Telecom giant MTN has called for an extraordinary shareholders’ meeting of New York-listed IHS Towers as it battles the group’s board over voting rights.
MTN, which is Africa’s biggest mobile operator, owns a 26% economic stake and controls 20% of the voting rights.
However, MTN doesn’t have a representative on the IHS board, but its former CEO, Phuthuma Nhleko, is a non-executive director.
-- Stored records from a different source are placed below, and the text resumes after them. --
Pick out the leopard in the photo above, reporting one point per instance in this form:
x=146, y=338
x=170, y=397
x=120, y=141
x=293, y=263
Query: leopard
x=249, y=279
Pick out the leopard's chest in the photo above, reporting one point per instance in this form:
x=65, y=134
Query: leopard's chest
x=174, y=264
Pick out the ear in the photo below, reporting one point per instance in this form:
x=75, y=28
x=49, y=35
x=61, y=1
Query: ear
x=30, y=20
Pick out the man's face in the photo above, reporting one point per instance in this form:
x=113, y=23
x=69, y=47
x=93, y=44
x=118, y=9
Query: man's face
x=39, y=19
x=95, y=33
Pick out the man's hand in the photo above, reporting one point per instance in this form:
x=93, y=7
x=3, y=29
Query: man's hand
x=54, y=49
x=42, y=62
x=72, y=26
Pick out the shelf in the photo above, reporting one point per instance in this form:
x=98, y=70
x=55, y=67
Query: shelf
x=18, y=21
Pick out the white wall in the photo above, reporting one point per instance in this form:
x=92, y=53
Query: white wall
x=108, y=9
The second biggest stakeholder in IHS Towers, a French investment company Wendel – which owns 19% – has one representative, Frank Dangeard.
Both firms demand that those holding 10% or more of IHS should get to nominate board members, but this had been dismissed by IHS.
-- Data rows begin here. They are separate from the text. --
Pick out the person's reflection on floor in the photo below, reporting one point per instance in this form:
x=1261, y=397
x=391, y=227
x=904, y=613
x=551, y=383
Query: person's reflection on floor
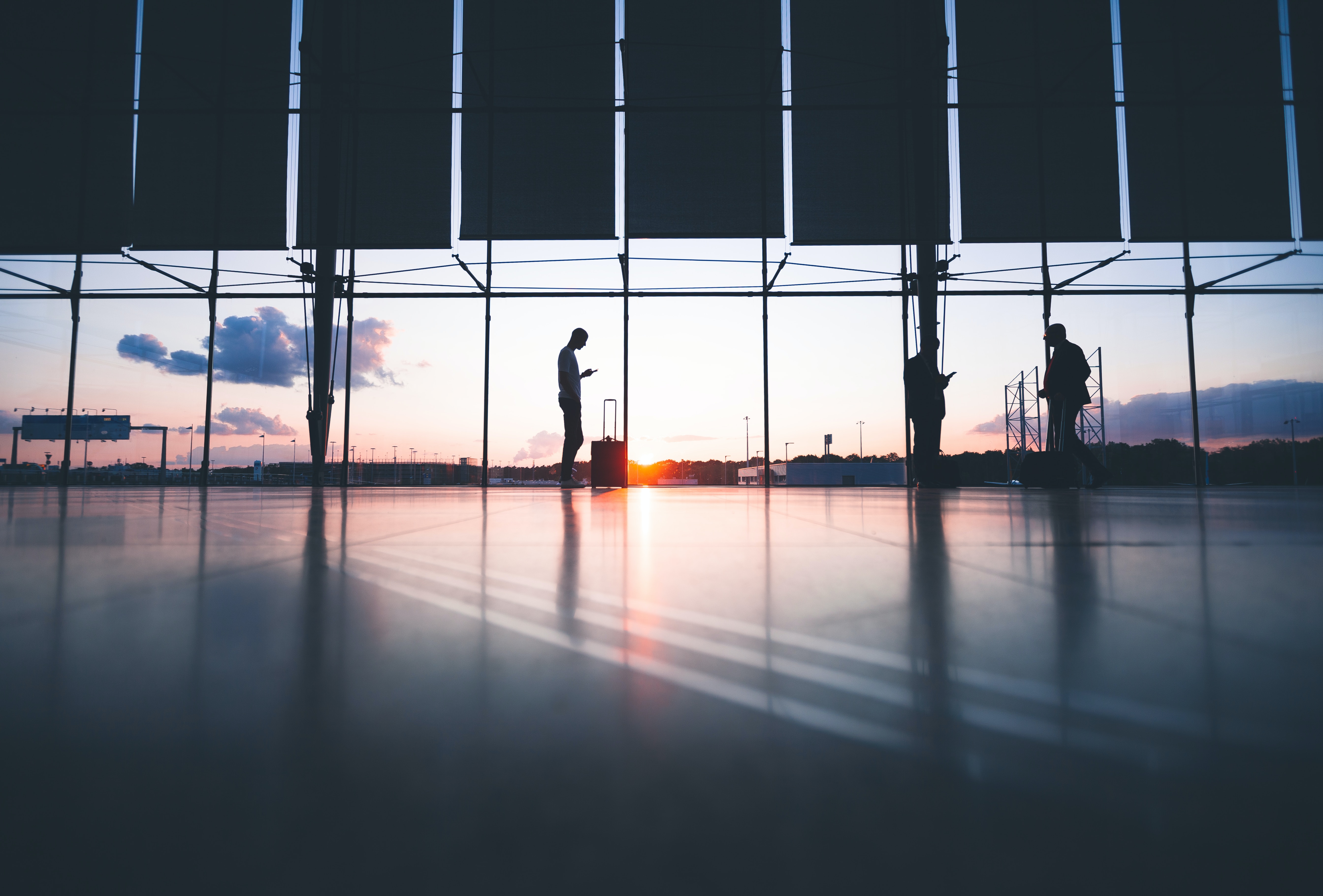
x=567, y=587
x=1075, y=587
x=931, y=589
MTN said on Tuesday it has been engaging IHS on corporate governance matters, including on its voting rights, but IHS failed to notify shareholders of its proposal or allow them to vote on it at its annual meeting on June 7.
It said it “strongly believes that IHS has wilfully breached the Shareholders’ Agreement and Articles by failing to notify its shareholders of the proposal and denying its shareholders the opportunity to vote on it at the AGM.”
Consequently, it “requested the IHS board to call an extraordinary general meeting of the IHS shareholders in order to consider the above mentioned proposal, and any other shareholder proposals relating to governance, to which the Group awaits a response. Beyond this, MTN is currently evaluating all its options with the intention to fully enforce the Shareholders’ Agreement and Articles.”
But IHS Towers said on Wednesday it had unanimously determined that the recent shareholder proposal from MTN was “not in the best interests of IHS Towers as a whole or our collective shareholder base”. The group said it declined the request to submit the proposal, which was in accordance with its articles and shareholder agreement.